«On ne penserait pas à apprendre à piloter un F-18 en suivant un cours par Internet, mais combien se transforment en médecin sur Internet?», dit Michel Bellemare, porte-parole des Sceptiques du Québec dans la capitale.
«Internet favorise l'automédication, ce qui pousse davantage de gens vers les produits de santé alternatifs, dont plusieurs font l'objet d'un matraquage publicitaire. Les produits de santé naturels ont du bon quant à la prévention, car ils s'accompagnent souvent de conseils sur les bonnes habitudes de vie, mais il est difficile de faire la part des choses», note M. Bellemare, qui a une formation en biologie médicale et travaille comme technicien de laboratoire.

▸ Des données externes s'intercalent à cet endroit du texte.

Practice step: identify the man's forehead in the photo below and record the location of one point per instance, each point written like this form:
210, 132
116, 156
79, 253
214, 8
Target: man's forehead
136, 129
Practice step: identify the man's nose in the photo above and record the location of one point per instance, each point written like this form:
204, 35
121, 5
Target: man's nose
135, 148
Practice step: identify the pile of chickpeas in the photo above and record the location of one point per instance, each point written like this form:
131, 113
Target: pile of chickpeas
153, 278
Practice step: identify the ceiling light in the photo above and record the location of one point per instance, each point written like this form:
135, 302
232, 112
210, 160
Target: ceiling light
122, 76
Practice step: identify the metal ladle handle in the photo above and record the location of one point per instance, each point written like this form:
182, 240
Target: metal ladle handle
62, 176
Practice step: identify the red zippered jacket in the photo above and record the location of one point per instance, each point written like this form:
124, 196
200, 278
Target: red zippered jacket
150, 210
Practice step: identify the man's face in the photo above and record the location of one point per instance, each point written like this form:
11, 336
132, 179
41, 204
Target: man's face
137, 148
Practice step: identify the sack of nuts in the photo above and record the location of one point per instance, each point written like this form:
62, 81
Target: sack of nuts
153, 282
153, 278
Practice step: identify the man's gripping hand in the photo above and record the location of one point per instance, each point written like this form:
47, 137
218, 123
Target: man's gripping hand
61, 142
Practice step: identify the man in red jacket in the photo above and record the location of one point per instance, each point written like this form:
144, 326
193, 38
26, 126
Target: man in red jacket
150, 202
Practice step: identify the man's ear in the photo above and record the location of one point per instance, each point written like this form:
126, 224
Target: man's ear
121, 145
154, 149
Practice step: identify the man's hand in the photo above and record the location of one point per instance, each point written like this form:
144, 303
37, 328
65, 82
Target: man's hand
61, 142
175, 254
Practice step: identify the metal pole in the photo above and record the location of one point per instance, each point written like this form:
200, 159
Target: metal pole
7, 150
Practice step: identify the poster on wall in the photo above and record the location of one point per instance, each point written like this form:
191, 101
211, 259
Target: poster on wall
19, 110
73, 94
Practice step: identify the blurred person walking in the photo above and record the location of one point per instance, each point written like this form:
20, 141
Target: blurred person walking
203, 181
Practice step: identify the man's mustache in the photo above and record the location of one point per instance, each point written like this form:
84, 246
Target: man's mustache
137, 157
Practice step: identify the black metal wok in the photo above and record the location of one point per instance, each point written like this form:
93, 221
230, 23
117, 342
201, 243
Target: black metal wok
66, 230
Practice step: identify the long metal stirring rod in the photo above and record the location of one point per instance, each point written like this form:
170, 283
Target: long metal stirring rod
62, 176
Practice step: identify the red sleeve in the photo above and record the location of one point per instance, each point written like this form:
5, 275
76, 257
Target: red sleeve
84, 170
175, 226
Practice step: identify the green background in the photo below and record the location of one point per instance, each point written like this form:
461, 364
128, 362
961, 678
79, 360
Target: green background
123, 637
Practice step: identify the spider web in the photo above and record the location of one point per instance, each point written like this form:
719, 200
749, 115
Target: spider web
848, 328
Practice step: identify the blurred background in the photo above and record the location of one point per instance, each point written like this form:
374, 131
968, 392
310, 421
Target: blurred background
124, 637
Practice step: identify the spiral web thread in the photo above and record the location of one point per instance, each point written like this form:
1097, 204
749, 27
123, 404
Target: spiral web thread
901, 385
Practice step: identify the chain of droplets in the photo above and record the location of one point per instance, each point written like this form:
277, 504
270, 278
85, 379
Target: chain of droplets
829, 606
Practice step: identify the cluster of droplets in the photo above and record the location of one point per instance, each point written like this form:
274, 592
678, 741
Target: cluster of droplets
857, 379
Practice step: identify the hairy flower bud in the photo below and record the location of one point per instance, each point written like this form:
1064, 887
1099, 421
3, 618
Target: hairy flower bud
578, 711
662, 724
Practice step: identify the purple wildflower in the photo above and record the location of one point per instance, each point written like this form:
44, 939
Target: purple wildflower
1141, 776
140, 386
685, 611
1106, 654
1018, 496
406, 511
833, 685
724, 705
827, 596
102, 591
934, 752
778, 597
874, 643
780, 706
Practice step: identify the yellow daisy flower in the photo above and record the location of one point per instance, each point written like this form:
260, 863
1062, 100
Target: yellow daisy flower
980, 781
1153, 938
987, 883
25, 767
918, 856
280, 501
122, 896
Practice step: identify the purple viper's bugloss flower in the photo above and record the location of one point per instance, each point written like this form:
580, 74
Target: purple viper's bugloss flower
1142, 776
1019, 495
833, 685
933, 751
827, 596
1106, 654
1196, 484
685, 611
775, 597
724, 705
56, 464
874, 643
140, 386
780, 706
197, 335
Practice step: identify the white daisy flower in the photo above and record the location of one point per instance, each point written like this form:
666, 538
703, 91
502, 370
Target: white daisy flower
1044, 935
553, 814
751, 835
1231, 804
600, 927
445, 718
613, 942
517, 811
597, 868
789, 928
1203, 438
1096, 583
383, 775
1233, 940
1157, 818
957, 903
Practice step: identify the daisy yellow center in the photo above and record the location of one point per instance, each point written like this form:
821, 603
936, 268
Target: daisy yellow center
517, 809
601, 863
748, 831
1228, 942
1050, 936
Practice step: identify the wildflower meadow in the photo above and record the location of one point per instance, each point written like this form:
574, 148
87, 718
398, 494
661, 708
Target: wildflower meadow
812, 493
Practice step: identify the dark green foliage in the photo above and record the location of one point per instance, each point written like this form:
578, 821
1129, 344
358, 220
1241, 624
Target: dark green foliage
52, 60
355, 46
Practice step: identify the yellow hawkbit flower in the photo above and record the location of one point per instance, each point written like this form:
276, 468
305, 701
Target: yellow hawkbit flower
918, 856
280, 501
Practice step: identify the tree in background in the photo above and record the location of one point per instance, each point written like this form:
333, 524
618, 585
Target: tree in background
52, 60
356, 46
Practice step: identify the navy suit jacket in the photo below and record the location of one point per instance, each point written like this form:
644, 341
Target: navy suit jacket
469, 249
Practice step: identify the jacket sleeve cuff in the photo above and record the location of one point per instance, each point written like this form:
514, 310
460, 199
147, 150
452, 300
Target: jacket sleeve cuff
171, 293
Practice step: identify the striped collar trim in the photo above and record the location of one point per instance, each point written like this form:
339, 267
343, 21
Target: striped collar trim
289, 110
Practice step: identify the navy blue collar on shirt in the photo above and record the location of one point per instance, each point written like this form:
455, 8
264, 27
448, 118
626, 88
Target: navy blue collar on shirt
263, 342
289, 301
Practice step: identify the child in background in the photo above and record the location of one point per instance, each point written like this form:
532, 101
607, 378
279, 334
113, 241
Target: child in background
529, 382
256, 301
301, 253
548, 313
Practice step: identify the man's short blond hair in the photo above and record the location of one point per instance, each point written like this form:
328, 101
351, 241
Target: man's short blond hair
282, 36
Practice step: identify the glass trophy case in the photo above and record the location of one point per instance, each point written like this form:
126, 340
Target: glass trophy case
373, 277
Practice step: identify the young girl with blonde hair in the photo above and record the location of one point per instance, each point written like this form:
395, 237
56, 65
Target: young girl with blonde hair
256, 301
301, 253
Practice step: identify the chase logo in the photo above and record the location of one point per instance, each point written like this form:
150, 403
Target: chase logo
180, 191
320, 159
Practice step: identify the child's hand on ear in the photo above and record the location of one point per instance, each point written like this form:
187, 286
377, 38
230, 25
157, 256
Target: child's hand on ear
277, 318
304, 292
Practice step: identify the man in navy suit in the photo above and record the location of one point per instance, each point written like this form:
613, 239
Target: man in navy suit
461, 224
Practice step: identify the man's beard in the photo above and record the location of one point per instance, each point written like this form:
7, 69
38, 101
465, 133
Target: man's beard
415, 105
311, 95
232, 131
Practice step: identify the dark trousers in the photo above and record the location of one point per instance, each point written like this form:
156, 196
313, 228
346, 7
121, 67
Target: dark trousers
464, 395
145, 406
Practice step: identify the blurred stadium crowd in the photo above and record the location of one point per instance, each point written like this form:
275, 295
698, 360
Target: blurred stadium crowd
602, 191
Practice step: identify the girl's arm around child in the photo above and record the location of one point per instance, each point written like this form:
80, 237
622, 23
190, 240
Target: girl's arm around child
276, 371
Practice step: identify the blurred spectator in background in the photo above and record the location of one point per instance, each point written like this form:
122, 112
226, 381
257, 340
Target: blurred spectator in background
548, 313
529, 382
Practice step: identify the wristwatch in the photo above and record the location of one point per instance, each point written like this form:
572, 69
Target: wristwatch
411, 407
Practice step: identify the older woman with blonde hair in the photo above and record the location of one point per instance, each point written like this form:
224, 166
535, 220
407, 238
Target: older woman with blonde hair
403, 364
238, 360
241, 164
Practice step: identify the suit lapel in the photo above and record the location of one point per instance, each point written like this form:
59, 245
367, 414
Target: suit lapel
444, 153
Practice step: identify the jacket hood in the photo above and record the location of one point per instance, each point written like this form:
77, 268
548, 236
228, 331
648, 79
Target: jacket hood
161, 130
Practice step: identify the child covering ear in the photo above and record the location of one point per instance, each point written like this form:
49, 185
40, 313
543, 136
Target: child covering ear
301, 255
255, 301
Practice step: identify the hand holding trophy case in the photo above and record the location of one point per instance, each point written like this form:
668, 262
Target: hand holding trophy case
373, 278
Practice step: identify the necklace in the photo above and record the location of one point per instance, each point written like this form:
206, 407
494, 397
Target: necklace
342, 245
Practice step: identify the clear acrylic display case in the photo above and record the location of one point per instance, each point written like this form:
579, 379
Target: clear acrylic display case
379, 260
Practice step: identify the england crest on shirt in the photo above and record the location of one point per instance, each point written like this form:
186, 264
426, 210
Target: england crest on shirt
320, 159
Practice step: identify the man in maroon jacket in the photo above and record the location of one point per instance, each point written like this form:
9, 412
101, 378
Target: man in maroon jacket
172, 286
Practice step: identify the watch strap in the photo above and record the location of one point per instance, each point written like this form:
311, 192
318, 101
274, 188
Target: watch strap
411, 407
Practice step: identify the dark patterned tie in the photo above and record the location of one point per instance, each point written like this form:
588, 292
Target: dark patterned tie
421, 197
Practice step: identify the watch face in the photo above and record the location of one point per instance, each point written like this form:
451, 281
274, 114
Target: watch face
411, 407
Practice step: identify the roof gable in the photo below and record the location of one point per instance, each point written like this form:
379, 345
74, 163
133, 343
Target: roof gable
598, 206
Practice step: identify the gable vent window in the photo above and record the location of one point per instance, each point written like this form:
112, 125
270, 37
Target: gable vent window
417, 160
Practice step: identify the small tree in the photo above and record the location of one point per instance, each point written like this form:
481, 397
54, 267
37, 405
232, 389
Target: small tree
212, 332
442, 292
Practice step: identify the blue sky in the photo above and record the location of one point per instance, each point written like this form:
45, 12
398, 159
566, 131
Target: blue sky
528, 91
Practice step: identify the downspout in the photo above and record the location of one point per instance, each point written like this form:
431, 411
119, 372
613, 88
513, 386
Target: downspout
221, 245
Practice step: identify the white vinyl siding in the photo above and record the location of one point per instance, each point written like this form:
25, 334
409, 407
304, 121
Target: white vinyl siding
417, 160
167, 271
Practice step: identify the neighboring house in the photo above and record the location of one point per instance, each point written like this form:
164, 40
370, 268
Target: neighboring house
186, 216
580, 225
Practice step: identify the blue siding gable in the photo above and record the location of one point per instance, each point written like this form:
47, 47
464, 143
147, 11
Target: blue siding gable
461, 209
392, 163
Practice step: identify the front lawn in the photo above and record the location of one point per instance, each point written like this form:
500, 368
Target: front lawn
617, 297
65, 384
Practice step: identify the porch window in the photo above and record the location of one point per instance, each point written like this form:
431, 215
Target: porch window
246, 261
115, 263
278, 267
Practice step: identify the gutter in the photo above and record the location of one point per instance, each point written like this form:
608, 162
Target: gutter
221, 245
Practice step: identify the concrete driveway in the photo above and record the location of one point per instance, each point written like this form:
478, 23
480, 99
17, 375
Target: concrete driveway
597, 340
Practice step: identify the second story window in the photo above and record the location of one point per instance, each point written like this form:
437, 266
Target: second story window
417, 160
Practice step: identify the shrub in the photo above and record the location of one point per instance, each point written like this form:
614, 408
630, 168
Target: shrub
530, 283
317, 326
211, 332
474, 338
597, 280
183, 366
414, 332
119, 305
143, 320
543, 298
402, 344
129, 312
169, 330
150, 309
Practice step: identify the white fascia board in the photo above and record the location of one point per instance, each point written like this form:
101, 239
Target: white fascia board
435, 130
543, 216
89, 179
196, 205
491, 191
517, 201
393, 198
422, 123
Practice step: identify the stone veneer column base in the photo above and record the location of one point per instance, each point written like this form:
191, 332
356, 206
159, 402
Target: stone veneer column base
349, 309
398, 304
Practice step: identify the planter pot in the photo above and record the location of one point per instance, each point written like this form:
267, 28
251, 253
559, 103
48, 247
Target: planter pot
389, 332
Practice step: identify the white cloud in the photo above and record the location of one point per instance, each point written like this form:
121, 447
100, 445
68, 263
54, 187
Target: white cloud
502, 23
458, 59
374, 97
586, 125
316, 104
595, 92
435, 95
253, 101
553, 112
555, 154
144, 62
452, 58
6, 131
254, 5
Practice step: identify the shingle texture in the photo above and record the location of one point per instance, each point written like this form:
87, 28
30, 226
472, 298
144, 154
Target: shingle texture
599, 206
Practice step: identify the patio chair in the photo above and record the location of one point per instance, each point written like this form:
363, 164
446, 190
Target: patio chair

Un confrère sceptique a envoyé la même lettre à divers thérapeutes alternatifs, disant que sa femme venait de recevoir un diagnostic de cancer du sein. Si elle était opérée, elle avait de bonnes chances de guérir, mais elle voudrait éviter la chirurgie. Il s'avère que 90% des thérapeutes ont prétendu que oui, ils pouvaient la guérir, relate-t-il.
Thérapies à gogo
On devrait retenir une chose essentielle: si une thérapie n'a pas fait l'objet d'une mise à jour des connaissances, si on ne la remet jamais en question, elle est basée sur des croyances. Par exemple, en médecine moderne, on s'est rendu compte que les ulcères gastriques ne sont pas causés par le stress, mais par des bactéries, dit-il.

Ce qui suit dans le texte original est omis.